La nature en pleine nature.


Avec un arrêt de plusieurs jours à Rimouski, on se devait d’aller explorer le parc national du Bic, à 15 minutes du centre-ville. On n’y a pas été pour le camping, mais pour deux jours de suite à explorer les sentiers et tomber sur une coupe de belles surprises inattendues.

 

Le premier, et notre préféré à nous 2, était le sentier le Chemin-du-nord. Super facile, et se fait en 1h30 allé-retour (3 heures si t’es comme nous), mais qui offre à tes yeux un spectacle d’une beauté qu’on ne voit vraiment pas souvent dans une vie. Suffit d’être à la bonne place au bon moment. On vous suggère TRÈS fortement d’y aller environ 2 heures avant le coucher du soleil et d’y rester jusqu’à environ 1 heure après le coucher. Par une belle journée, vous allez voir un gros soleil se coucher derrière une île au loin et mettre le ciel la mer pis les nuages en feu dans un spectre de couleurs allant de tous bords, tous côtés. Bonus : À ces heures là, la majorité des gens sont déjà de retour chez eux, donc les sentiers et les plages sont à toi seul. La vraie paix!

 

Aussi, un des avantages de se trouver à ces latitudes-là, est de se retrouver dans un type de forêt différent que ce qu’on a l’habitude de voir, du moins par chez nous dans le « sud ». Les odeurs de pins et de fleurs vont vous accompagner du début à la fin.
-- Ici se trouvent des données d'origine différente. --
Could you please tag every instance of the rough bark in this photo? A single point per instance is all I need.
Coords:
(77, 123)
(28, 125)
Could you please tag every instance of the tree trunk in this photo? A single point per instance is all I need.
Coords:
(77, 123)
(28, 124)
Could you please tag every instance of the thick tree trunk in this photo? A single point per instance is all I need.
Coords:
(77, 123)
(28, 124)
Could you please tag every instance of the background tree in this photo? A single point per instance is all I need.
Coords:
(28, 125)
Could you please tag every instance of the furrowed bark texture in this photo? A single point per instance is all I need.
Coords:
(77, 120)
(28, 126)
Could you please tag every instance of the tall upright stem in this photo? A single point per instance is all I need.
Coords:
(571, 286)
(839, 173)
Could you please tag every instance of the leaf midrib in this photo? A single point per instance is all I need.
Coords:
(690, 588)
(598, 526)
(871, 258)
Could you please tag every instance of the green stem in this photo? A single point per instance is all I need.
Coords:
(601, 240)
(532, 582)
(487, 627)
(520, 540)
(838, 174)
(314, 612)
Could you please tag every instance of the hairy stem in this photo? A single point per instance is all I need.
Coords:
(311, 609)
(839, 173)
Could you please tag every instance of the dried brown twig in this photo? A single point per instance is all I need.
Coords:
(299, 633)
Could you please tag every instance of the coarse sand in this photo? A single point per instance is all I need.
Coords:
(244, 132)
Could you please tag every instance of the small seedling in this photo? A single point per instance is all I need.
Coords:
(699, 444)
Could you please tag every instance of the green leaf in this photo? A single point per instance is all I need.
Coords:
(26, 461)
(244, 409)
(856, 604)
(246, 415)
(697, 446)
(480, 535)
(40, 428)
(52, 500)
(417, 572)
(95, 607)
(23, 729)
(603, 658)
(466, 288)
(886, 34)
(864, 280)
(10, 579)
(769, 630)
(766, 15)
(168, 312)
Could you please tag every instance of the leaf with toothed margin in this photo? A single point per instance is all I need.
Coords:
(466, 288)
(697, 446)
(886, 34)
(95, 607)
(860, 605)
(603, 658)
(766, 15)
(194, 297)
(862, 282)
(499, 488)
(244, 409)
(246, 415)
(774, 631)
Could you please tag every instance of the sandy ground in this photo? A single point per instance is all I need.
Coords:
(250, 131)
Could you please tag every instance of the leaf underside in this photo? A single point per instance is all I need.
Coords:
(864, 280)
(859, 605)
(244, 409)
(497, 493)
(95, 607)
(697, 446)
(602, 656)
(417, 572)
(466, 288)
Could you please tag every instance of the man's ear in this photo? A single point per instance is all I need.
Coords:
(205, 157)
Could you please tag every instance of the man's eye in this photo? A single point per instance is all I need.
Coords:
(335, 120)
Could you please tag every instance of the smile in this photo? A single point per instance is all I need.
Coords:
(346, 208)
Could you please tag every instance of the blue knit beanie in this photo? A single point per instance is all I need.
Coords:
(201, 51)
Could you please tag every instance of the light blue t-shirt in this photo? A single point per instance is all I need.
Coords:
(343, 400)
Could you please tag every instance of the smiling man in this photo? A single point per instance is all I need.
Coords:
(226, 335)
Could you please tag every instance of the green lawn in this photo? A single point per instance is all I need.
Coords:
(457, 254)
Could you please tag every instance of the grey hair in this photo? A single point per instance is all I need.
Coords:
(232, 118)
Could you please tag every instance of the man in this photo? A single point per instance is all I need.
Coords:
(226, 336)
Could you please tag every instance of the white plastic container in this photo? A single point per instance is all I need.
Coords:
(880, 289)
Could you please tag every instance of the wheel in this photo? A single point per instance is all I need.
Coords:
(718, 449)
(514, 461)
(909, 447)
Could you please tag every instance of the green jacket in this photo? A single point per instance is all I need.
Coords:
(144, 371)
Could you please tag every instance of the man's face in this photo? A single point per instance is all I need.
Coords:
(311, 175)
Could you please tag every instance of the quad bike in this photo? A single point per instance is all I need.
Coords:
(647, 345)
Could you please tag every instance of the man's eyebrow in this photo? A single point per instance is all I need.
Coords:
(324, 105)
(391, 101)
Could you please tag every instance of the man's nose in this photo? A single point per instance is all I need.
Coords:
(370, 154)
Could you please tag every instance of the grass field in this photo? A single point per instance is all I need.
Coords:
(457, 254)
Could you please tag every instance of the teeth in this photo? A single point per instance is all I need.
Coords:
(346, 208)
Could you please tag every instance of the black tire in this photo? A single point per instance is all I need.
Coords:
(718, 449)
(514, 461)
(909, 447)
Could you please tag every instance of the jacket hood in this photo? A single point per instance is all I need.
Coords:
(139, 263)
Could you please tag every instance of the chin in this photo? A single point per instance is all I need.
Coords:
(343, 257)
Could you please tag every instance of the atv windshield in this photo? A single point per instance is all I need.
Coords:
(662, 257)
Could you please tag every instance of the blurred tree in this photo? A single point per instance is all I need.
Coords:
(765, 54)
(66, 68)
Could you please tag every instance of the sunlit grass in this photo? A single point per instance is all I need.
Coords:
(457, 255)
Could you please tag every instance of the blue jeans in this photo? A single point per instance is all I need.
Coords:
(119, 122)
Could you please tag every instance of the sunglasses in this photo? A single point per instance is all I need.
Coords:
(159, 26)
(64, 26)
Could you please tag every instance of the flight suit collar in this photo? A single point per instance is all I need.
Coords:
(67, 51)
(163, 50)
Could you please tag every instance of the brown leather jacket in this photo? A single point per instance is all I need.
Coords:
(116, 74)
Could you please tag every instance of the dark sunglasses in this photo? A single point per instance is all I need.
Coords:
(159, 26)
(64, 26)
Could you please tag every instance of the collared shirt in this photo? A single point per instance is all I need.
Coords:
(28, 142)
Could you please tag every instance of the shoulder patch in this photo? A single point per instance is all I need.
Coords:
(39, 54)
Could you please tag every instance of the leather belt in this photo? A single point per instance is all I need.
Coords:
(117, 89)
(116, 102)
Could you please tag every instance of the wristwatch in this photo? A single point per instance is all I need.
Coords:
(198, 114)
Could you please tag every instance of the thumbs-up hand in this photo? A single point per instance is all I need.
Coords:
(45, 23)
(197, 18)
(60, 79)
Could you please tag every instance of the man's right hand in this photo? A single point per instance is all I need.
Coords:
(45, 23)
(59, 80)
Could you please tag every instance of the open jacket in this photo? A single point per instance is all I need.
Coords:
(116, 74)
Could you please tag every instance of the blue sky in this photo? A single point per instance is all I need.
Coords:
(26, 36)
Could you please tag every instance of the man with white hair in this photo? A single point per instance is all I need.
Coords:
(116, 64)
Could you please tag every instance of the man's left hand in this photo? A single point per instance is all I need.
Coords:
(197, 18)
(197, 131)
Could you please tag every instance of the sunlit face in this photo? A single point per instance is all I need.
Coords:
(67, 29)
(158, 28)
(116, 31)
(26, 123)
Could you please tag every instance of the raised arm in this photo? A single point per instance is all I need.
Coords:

Et ça c’est sans parler de l’air frais et salé du large qui se fait constamment sentir. Les couleurs éclatées du lichen sur les roches et les arbres contrastent à fond pour vous faire sentir encore plus au nord.  Sans blagues, y’a pas meilleur médicament contre l’anxiété que ça !! Vous connaissez le terme « Shinrin-yoku » ? Ben c’est ça, allez lire 5 minutes sur le sujet!

 

 

Pour les fans d’ornithologie, on retrouve sur le sentier un endroit qu’on appelle la pointe aux Eiders. Des canards à cette place-là, y’en a un paquet et tu ne seras pas déçu.  Oubliez-pas d’apportez votre appareil photo avec un bon zoom, ou une bonne paire de jumelles pour observer, parce qu’en dehors des canards, y’a tout plein d’autres animaux que tu risques de croiser sur ton chemin. Notre soirée a été un gros gros succès. On a croisé une souris, des canards, un renard, un lapin et jusqu’à la toute fin, un chevreuil dans le stationnement à 2 pas du Westfalia.

 

Et ça c’était seulement à notre première randonnée, imagine!

 

 

Jour 2, on s’attaque au sentier le Pic de champlain. Probablement le sentier le plus populaire du parc qui donne sur le plus haut point de la région du littoral sud de l’estuaire du Saint-Laurent, avec 346 mètres d’altitude. D’une difficulté modérée, le sentier est quand même super agréable à marcher autant pour faire pomper son cœur et se donner un p’tit challenge que pour profiter de la nature environnante et des quelques points de vue en chemin. Un point cool est que la « trail » dure environ 3h allé-retour, donc ça laisse la chance d’aller en faire un autre juste après. Et faire une autre « trail » après c’est ça qu’on a fait! Parce qu’au graaannd bonheur de Van, on a été à la pointe aux épinettes, et c’est vers 15hrs à chaque jour que les phoques se donnent rendez-vous. Yup, des phoques dans le parc. Tire-toi une buche (littéralement) installe toi confortable sur la plage avec tes jumelles et profites de la vue des animaux au large.

 

Ici c’est pas Marineland, les phoques sont en liberté, en paix et chez eux. Être conscient de ça tout en profitant du spectacle et du moment présent, y’a pas grand-chose de mieux, et ça vaut tout l'or du monde.

 

Pour parc parc national assez petit, celui-là est un condensé de tout ce que tu aimes, et même plus. On a dû quitter pour rouler vers l’est à notre dernière journée au parc, mais avoir eu plus de temps c’est facile de rester une coupe de jours de plus à tripper comme des enfants et en finissant les journées au camping dans l’bois. La vie toi chose.